Les primes REP et REP+ introduisent des écarts plus significatifs, mais elles sont liées à l’établissement et non à la région. Un enseignant en REP+ à Marseille ou à Saint-Denis perçoit la même prime qu’un collègue en REP+ à Roubaix.

En résumé, les écarts de rémunération entre régions restent faibles pour les enseignants, ce qui pose un vrai problème d’attractivité dans les zones où le coût de la vie est élevé, en particulier en Île-de-France.

Public, privé sous contrat et hors contrat

La très grande majorité des enseignants exercent dans le secteur public ou dans l’enseignement privé sous contrat. Dans ce dernier cas, les enseignants sont rémunérés par l’État sur les mêmes grilles indiciaires que leurs homologues du public. Les différences portent sur le régime de retraite (régime général + AGIRC-ARRCO au lieu du régime des fonctionnaires) et sur certaines primes spécifiques, mais le salaire de base est quasi identique.

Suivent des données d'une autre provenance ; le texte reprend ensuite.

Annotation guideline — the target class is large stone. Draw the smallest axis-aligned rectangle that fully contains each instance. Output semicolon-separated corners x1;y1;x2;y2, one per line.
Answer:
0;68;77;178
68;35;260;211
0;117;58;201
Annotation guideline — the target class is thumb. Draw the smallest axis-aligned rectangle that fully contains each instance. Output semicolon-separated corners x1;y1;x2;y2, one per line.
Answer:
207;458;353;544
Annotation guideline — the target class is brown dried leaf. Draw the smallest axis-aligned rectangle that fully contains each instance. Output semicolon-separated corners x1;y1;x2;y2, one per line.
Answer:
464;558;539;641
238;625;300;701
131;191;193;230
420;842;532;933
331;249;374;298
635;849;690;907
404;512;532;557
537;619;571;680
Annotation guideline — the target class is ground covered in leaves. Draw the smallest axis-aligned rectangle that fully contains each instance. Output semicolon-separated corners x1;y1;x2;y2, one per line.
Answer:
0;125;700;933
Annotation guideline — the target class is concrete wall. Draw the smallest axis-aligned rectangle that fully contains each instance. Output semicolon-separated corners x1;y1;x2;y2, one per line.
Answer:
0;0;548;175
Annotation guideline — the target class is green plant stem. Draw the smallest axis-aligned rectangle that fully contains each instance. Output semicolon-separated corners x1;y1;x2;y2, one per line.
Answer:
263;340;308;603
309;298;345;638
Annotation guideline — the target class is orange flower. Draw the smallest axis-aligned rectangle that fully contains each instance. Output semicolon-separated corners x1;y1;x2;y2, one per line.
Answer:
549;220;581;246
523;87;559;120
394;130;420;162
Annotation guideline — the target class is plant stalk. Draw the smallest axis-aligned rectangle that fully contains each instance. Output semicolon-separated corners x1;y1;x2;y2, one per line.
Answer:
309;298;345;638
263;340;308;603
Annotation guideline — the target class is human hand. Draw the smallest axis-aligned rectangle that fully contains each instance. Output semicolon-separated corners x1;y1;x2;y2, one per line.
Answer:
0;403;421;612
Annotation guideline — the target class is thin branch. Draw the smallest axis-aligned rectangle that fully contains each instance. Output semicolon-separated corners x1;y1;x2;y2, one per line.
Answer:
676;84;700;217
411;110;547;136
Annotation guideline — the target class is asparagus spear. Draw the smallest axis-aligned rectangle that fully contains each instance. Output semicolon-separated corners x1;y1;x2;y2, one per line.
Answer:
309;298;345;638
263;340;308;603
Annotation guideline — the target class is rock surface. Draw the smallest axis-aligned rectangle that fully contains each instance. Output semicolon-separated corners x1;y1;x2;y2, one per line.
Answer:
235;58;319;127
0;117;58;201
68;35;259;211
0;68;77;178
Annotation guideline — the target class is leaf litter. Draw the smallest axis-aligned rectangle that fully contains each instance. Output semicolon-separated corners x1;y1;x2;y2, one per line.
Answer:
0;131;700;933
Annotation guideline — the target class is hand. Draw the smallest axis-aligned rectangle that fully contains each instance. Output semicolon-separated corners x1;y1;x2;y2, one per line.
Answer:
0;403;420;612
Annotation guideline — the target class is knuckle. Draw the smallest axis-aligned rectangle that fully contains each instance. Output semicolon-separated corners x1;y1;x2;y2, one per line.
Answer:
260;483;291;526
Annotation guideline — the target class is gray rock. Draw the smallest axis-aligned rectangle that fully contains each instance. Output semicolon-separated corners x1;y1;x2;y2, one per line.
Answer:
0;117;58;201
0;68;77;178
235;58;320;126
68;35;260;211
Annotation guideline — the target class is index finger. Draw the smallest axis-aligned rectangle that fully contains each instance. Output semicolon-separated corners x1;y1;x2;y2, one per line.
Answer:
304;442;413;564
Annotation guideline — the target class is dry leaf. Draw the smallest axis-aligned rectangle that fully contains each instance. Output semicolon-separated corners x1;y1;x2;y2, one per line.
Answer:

L’enseignement privé hors contrat obéit à des logiques très différentes. Les salaires y sont fixés librement par l’établissement, sans référence aux grilles de la fonction publique. Ils peuvent être supérieurs dans les écoles internationales ou les établissements prestigieux (3 000-4 500 € net pour un enseignant expérimenté), mais aussi inférieurs dans les petites structures avec des moyens limités. La protection sociale est celle du droit commun (régime général, conventions collectives de l’enseignement privé).

Évolutions de carrière

L’agrégation constitue la principale voie de revalorisation salariale pour un enseignant certifié. L’agrégé bénéficie d’une grille indiciaire supérieure (environ 15 à 20 % de plus que le certifié à ancienneté comparable) et d’un maximum de service hebdomadaire réduit (15 heures contre 18). Un agrégé hors-classe en fin de carrière peut percevoir plus de 3 500 € net par mois.

Le passage à la direction d’établissement (principal de collège, proviseur de lycée) ouvre l’accès à des rémunérations nettement supérieures : de 2 800 à 4 500 € net selon la catégorie de l’établissement, avec des indemnités de logement ou de sujétion en sus. Le concours de personnel de direction est ouvert aux enseignants justifiant de cinq ans d’ancienneté.

L’inspection (IEN, IA-IPR) est une autre voie d’évolution, avec des rémunérations de 3 000 à 4 000 € net. L’accès se fait par concours ou par liste d’aptitude.

Enfin, l’enseignement supérieur offre des perspectives pour les enseignants titulaires d’un doctorat. Un maître de conférences (MCF) perçoit entre 2 500 et 3 500 € net par mois selon son échelon, tandis qu’un professeur des universités atteint 3 500 à 5 000 € net. Ces postes sont toutefois très sélectifs et supposent une activité de recherche.

Comparaison avec le SMIC et le salaire médian

Le ratio de 1,16 fois le SMIC pour un professeur débutant est l’un des plus commentés dans le débat public français. Un bac +5, lauréat d’un concours national sélectif, qui débute à peine au-dessus du SMIC : la situation est difficile à justifier et contribue à la crise de recrutement que connaît l’Éducation nationale, avec des postes non pourvus dans de nombreuses académies et disciplines.

Le salaire médian des enseignants (toutes primes incluses) se situe autour de 2 200 € net, soit en dessous du salaire médian français de 2 600 € net. Cette position relative, combinée à la charge de travail réelle (préparation des cours, corrections, réunions, formations, contraintes administratives), explique les tensions persistantes sur l’attractivité du métier.

Les revalorisations récentes — hausse du point d’indice, prime d’attractivité pour les jeunes enseignants, pacte enseignant — ont amélioré la situation en début de carrière, mais l’écart avec les standards européens reste important, en particulier pour le milieu et la fin de carrière.